During the interoperability meetings which took place at the OpenMP F2F meeting in Austin (February, 2018), we had some initial discussions in which people explained what they expected in this particular area in future OpenMP specifications. The different ideas were grouped into different areas.

First to be discussed were the issues relating to the aspects of interoperability affecting a single runtime system but including multiple compilers or languages (Fortran, C or C ++). The main concern here was to understand the degree of interoperability of the specification with respect to the coexistence of these compilers/languages, and whether the different vendors' implementations conform to these premises. One important issue within this area would be the creation of a test suite that allows verification of the correctness/compliance of a given implementation with respect to interoperability. One partner also indicated that his OpenMP "Compliance Benchmark Suite" has just been released and it could be interesting to take over this interoperability test suite.
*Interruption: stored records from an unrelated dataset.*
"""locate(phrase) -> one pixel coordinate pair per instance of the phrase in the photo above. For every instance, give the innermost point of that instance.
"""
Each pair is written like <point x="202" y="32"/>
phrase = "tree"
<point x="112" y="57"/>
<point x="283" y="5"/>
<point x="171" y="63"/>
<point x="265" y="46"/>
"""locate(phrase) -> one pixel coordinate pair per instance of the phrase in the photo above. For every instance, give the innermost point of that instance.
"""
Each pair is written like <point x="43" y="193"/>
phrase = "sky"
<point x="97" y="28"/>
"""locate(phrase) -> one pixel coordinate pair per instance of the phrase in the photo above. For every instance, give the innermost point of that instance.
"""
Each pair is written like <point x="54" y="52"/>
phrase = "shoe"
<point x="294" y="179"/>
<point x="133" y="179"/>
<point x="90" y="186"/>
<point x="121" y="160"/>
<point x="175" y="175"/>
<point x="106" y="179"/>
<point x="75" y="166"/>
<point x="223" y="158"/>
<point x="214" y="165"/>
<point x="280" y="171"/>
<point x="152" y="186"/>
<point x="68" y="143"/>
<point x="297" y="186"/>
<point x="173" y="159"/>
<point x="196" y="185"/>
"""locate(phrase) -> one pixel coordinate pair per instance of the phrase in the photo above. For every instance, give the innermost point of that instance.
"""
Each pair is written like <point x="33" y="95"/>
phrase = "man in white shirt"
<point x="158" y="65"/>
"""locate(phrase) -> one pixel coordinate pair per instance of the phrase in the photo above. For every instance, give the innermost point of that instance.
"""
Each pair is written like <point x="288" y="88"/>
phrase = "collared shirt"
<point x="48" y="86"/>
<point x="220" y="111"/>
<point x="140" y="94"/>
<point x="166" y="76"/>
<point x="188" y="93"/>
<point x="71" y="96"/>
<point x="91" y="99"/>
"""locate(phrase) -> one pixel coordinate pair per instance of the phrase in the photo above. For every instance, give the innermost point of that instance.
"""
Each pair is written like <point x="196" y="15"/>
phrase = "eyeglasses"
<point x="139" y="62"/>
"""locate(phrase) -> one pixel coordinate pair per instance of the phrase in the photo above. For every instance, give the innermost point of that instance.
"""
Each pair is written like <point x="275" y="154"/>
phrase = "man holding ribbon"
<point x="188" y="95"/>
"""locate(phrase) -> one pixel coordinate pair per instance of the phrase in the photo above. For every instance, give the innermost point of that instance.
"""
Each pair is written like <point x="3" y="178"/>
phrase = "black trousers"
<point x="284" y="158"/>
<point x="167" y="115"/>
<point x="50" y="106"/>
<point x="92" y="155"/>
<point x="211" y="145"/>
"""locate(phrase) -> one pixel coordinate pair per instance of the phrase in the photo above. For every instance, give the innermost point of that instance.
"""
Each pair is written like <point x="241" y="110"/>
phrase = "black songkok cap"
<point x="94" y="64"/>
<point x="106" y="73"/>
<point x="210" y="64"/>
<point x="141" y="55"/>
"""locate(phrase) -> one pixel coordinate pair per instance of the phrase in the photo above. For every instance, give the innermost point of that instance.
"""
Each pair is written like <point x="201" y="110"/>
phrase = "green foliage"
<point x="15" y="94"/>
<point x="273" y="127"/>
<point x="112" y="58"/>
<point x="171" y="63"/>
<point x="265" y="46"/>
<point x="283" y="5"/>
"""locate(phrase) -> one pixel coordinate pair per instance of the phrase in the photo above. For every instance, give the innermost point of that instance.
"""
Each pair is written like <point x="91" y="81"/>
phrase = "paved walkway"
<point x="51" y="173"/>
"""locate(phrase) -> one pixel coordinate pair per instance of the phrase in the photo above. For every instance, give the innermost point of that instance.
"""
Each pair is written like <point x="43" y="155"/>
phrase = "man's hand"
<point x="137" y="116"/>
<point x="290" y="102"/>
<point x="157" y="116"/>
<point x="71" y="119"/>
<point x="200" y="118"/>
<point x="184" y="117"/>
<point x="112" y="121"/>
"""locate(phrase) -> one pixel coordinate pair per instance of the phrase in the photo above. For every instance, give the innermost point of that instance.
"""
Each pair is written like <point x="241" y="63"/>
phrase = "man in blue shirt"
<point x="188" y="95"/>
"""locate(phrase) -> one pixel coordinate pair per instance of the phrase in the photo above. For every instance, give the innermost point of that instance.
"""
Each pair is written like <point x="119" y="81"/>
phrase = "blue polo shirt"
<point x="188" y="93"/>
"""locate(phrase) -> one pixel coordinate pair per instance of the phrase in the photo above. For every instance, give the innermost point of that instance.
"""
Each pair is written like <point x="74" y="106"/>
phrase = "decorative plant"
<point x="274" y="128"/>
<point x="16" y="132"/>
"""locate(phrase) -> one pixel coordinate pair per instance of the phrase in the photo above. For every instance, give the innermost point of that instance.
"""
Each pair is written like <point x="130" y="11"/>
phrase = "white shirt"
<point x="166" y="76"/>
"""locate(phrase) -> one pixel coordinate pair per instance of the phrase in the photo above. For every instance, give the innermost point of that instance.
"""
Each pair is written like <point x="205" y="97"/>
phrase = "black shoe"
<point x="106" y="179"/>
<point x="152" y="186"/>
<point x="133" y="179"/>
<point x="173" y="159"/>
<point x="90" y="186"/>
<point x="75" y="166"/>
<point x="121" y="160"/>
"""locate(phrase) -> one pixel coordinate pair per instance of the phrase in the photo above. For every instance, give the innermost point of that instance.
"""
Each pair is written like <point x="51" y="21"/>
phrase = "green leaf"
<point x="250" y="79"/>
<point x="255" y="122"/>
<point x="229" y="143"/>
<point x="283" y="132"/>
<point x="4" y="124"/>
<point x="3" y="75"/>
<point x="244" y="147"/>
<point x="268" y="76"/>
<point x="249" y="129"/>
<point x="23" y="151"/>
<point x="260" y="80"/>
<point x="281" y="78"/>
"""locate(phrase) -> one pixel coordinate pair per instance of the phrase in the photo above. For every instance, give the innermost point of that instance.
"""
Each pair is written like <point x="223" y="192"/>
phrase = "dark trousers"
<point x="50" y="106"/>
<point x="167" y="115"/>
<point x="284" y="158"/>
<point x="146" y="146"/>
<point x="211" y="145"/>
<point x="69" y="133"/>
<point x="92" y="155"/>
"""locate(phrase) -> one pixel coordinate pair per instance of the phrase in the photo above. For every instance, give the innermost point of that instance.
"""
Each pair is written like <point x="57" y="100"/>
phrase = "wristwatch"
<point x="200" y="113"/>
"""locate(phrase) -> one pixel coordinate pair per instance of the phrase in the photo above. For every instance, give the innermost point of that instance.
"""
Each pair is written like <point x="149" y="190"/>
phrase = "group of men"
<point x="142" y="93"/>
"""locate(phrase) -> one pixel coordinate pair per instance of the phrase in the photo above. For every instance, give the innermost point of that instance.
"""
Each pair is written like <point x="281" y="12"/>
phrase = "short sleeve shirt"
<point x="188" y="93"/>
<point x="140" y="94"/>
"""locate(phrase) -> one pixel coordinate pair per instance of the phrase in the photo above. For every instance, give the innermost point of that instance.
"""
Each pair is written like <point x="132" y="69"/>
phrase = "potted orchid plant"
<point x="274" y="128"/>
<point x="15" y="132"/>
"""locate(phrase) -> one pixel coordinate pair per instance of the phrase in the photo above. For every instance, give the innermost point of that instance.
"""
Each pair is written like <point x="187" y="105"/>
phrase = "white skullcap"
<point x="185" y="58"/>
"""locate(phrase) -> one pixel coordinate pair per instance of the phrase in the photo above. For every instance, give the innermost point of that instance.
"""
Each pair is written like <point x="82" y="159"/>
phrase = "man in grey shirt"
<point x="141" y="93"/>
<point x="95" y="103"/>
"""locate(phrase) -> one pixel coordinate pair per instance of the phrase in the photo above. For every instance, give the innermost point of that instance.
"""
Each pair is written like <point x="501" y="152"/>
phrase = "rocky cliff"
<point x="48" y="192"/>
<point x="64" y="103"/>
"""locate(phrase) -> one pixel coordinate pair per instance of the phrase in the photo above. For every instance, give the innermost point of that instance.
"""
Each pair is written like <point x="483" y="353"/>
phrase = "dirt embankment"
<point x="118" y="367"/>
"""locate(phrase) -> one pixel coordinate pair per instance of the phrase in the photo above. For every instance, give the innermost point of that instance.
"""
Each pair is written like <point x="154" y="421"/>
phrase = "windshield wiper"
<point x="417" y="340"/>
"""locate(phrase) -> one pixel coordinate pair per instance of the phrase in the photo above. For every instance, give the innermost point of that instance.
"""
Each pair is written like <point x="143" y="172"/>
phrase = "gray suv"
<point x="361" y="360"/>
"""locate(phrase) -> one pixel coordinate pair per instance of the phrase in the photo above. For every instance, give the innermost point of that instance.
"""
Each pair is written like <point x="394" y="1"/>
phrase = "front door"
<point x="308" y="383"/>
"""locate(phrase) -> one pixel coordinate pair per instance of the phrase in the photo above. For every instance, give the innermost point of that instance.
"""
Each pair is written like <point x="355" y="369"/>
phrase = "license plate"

In the second area of discussion, the subcommittee was interested in how OpenMP can interoperate with other runtimes executing within the same process. The management of the underlying resources is a desired feature due to the fact that parallel components may own a resource for a long period of time without extracting any benefit from it. The discussion on how to have OpenMP release these resources in between parallel regions is developed under the form of a ticket. Many applications use libraries written in OpenMP and another threading model (e.g. Pthreads), and want to use these in sequence. There was a general agreement that this would be useful, and we worked on flushing out a solution and its related text. The current approach is based on an OpenMP API routine to pause resources, which enables the runtime to relinquish these resources used by OpenMP on the specific device. This routine receives two parameters, one indicating which device is affected, and the other indicating the level the runtime must reach (i.e. soft, medium or hard).

Another issue which arose during the meeting was how to support asynchronous services and how they can be synchronized with OpenMP tasks. Two different approaches were discussed. The first of these involves exposing the concept of dependencies as a new data type which can be used as parameters of new OpenMP routines (create, fulfill, clear, etc.). These dependencies can be combined with other clauses associated with tasks.

The second approach comes from the INTERTWinE project, and showed very encouraging results in terms of "taskifying" MPI communication services within an OpenMP program. This interface works with a routine-only approach, requiring no new pragmas / constructs. The work showed multiple ways to use the calls, including a scheme of doing polling, using an additional interoperability library to capture MPI blocking calls, using a modified version of the MPICH library in order to notify the send/recv completion, and finally one way based on callbacks usage from the user programming space. This second approach also mimics the code discussed about inserting a callback in the stream (CUDA). People attending the meeting showed some concerns about how the omp_block_task() can be implemented by the current commercial runtimes degrading the performance due to it leaving the blocking call in the calling stack while executing other tasks, so the response time to come back and fulfil the associated dependences of the "taskified" service can be delayed more than needed.

Some people also showed interest in following the topic of PMIx (Process Management Interface Exascale). This standard is focused on providing a well-defined interface that abstracts common features necessary to manage large-scale application deployment and monitoring. In particular, this interface allows the exchange of information between processes that could be used to migrate resources between OpenMP processes (variable resource usage). Groups in the PMIx community are focusing their efforts to ensure the standard identifies the additional required support for cross-model interactions including the sharing and allocation of processor cores and network resources between different programming models. More information can be found at:

During the meeting there was also mention of the efforts to implement the use of threads in new MPI approaches (including endpoints and finepoints based on qthreads). The subcommittee will keep track of developments in this area.